The mayor’s plan to put all welfare recipients to work might be the cornerstone of a national political run, but it’s going to cost New York City taxpayers an extra $600 million a year, according to the city’s Independent Budget Office (IBO).
If the city Human Resources Administration continues with plans to require all but the most severely disabled recipients to take workfare assignments, costs will rise by a half billion dollars in 2000 and to $601 million by 2002.
Since 1995, Giuliani has cut the welfare rolls by 253,000, largely by forcing people off the dole who won’t or can’t take workfare jobs. But even though the city is expected to shed an additional 100,000 welfare slots over the next several years, those savings will be drowned by the cost of new workfare programs.
“Everybody on welfare, even the people who have workfare jobs, still gets their check,” says IBO analyst Paul Lopatto, one of the report’s authors. “The ones who have the workfare assignments also need to receive training, placement services and child care services.
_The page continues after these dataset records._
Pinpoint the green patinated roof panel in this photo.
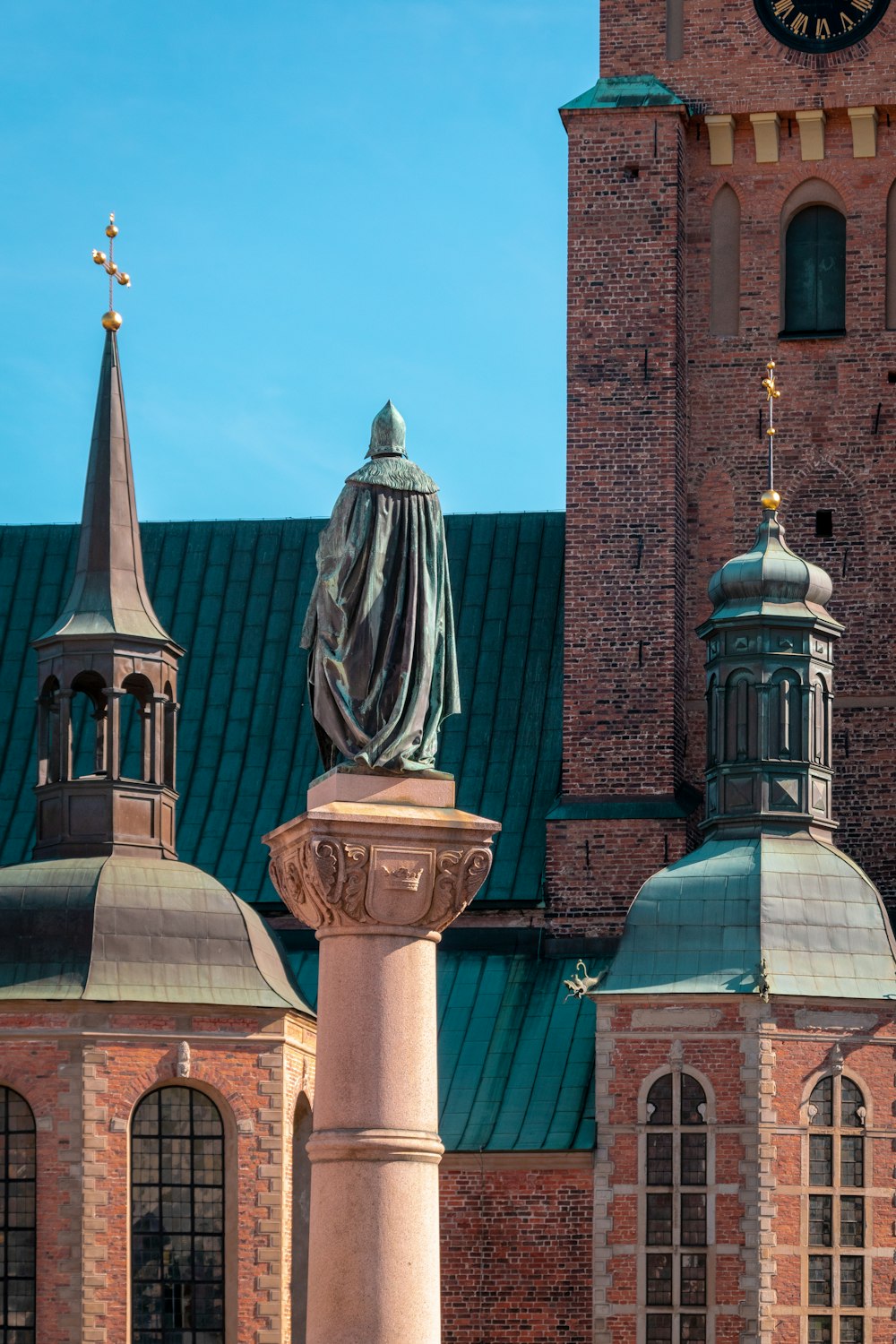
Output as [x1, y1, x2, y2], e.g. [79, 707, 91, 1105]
[599, 835, 896, 999]
[0, 513, 564, 903]
[283, 948, 600, 1152]
[560, 75, 684, 112]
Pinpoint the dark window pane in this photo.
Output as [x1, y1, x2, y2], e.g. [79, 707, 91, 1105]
[809, 1077, 834, 1129]
[809, 1195, 833, 1246]
[843, 1134, 866, 1185]
[648, 1255, 672, 1306]
[809, 1134, 834, 1185]
[131, 1088, 224, 1344]
[648, 1074, 672, 1125]
[681, 1074, 707, 1125]
[648, 1312, 672, 1344]
[840, 1195, 866, 1246]
[809, 1316, 831, 1344]
[681, 1316, 707, 1344]
[681, 1195, 707, 1246]
[681, 1134, 707, 1185]
[840, 1078, 866, 1129]
[840, 1255, 866, 1306]
[809, 1255, 831, 1306]
[681, 1255, 707, 1306]
[785, 206, 847, 335]
[648, 1195, 672, 1246]
[648, 1134, 672, 1185]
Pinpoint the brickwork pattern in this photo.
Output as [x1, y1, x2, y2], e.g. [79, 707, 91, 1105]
[0, 1005, 314, 1344]
[585, 997, 896, 1344]
[439, 1153, 592, 1344]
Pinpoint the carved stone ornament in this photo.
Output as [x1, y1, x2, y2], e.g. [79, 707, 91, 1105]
[270, 836, 492, 933]
[177, 1040, 189, 1078]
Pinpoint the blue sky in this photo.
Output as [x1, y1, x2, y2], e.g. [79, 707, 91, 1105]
[0, 0, 598, 523]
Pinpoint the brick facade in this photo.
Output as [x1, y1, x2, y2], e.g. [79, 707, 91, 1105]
[0, 1003, 314, 1344]
[547, 0, 896, 935]
[595, 997, 896, 1344]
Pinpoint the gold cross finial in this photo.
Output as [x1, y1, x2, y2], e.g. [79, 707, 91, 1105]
[762, 359, 780, 513]
[92, 214, 130, 332]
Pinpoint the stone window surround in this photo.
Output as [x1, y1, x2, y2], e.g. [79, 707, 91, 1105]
[799, 1064, 879, 1344]
[125, 1077, 239, 1344]
[637, 1062, 719, 1344]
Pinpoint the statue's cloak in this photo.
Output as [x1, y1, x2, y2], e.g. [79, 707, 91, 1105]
[302, 457, 461, 771]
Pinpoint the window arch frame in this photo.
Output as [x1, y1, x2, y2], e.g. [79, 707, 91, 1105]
[126, 1077, 239, 1344]
[0, 1075, 40, 1344]
[778, 177, 849, 340]
[637, 1070, 718, 1344]
[799, 1062, 874, 1344]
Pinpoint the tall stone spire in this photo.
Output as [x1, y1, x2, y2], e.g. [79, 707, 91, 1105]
[33, 328, 184, 859]
[43, 331, 170, 642]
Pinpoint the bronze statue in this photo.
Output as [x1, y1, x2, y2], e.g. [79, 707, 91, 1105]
[302, 402, 461, 771]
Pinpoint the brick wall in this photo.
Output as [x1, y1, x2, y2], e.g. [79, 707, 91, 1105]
[439, 1153, 592, 1344]
[595, 999, 896, 1344]
[0, 1003, 314, 1344]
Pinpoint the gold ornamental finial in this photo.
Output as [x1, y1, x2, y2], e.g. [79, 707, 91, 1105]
[762, 359, 780, 513]
[92, 214, 130, 332]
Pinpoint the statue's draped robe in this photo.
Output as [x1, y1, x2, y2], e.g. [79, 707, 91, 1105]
[302, 456, 461, 771]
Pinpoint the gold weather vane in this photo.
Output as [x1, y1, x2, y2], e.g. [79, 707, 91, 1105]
[92, 212, 130, 332]
[762, 359, 780, 510]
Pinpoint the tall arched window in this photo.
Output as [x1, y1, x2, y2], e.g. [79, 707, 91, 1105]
[805, 1074, 871, 1344]
[0, 1088, 36, 1344]
[710, 185, 740, 336]
[783, 204, 847, 336]
[642, 1073, 711, 1344]
[130, 1088, 224, 1344]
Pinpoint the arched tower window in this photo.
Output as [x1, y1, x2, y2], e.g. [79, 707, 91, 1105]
[710, 185, 740, 336]
[783, 204, 847, 336]
[642, 1073, 712, 1344]
[887, 182, 896, 332]
[130, 1088, 224, 1344]
[805, 1074, 871, 1344]
[0, 1088, 36, 1344]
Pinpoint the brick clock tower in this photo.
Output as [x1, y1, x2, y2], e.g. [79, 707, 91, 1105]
[548, 0, 896, 937]
[547, 0, 896, 1344]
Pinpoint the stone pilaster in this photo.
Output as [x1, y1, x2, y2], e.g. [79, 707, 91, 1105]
[264, 771, 498, 1344]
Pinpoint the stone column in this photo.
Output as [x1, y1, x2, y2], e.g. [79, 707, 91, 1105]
[264, 769, 500, 1344]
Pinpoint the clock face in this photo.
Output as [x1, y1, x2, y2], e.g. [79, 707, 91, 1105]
[754, 0, 890, 51]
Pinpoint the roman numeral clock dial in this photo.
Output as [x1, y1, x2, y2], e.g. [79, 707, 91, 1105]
[754, 0, 890, 51]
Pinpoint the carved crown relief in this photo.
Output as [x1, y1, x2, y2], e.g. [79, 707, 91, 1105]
[270, 838, 492, 933]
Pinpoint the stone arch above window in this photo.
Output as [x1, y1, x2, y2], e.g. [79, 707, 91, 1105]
[780, 177, 847, 338]
[887, 182, 896, 331]
[130, 1085, 226, 1344]
[710, 183, 740, 336]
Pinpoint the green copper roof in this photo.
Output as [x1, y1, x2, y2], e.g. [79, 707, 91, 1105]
[560, 75, 684, 112]
[599, 835, 896, 999]
[0, 513, 564, 903]
[290, 948, 600, 1152]
[0, 855, 310, 1012]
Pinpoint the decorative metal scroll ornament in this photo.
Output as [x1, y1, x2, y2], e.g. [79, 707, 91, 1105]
[92, 212, 130, 332]
[302, 402, 461, 771]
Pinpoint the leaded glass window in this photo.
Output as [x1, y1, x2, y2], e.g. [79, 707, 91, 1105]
[642, 1073, 711, 1344]
[131, 1088, 224, 1344]
[806, 1074, 866, 1344]
[0, 1088, 36, 1344]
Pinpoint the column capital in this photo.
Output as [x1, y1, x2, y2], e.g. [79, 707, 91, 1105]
[264, 776, 501, 941]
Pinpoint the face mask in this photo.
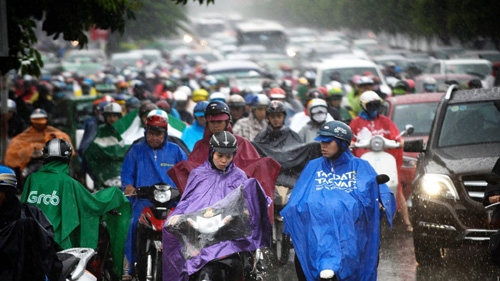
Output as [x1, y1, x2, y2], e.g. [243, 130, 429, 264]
[312, 112, 326, 123]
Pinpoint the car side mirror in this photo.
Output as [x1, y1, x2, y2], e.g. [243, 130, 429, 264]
[403, 139, 424, 152]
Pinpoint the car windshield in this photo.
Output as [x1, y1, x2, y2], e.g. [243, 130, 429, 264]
[321, 67, 380, 83]
[392, 102, 438, 136]
[438, 101, 500, 147]
[446, 63, 491, 79]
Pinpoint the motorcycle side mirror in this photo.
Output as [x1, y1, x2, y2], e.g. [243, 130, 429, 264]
[403, 139, 424, 152]
[405, 124, 415, 136]
[376, 174, 390, 184]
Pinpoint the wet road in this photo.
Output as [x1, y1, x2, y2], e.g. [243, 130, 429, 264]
[267, 213, 500, 281]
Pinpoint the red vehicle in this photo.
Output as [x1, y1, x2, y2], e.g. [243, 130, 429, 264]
[386, 93, 444, 199]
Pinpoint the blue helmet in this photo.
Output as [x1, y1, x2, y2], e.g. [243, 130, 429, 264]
[0, 165, 17, 189]
[193, 101, 208, 117]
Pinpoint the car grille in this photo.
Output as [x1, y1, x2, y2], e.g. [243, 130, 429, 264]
[462, 175, 488, 202]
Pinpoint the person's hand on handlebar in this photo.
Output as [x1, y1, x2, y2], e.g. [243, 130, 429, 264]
[123, 184, 135, 196]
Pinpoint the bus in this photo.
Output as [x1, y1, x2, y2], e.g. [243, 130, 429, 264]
[236, 20, 288, 53]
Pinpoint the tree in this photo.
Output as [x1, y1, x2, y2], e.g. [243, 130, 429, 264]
[0, 0, 214, 75]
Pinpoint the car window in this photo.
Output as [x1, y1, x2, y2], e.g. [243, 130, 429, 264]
[438, 101, 500, 147]
[321, 67, 381, 84]
[392, 102, 438, 136]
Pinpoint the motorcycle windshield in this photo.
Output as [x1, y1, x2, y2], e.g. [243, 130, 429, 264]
[167, 187, 252, 260]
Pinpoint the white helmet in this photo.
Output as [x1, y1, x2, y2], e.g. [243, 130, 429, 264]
[174, 89, 188, 101]
[359, 91, 382, 110]
[102, 102, 122, 116]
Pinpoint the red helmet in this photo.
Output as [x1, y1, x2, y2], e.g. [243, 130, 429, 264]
[146, 109, 168, 132]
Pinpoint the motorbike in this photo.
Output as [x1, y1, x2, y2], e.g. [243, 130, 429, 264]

It adds up to additional cost.”
The cash crunch will be especially tough in 2002, when some 50,000 people are expected to lose the federal share of their welfare benefits under the federal five-year lifetime limits. The state and city have agreed to create a Safety Net Assistance program to help ease the welfare refugees into the workplace. This will tack an additional $124 million onto the city’s budget.
In October, city welfare boss Jason Turner released the results of a phone poll of 126 former public assistance recipients, which showed that only a third had failed to find some kind of job. But the survey’s minuscule sample size and phone-it-in methodology elicited jeers from welfare advocates.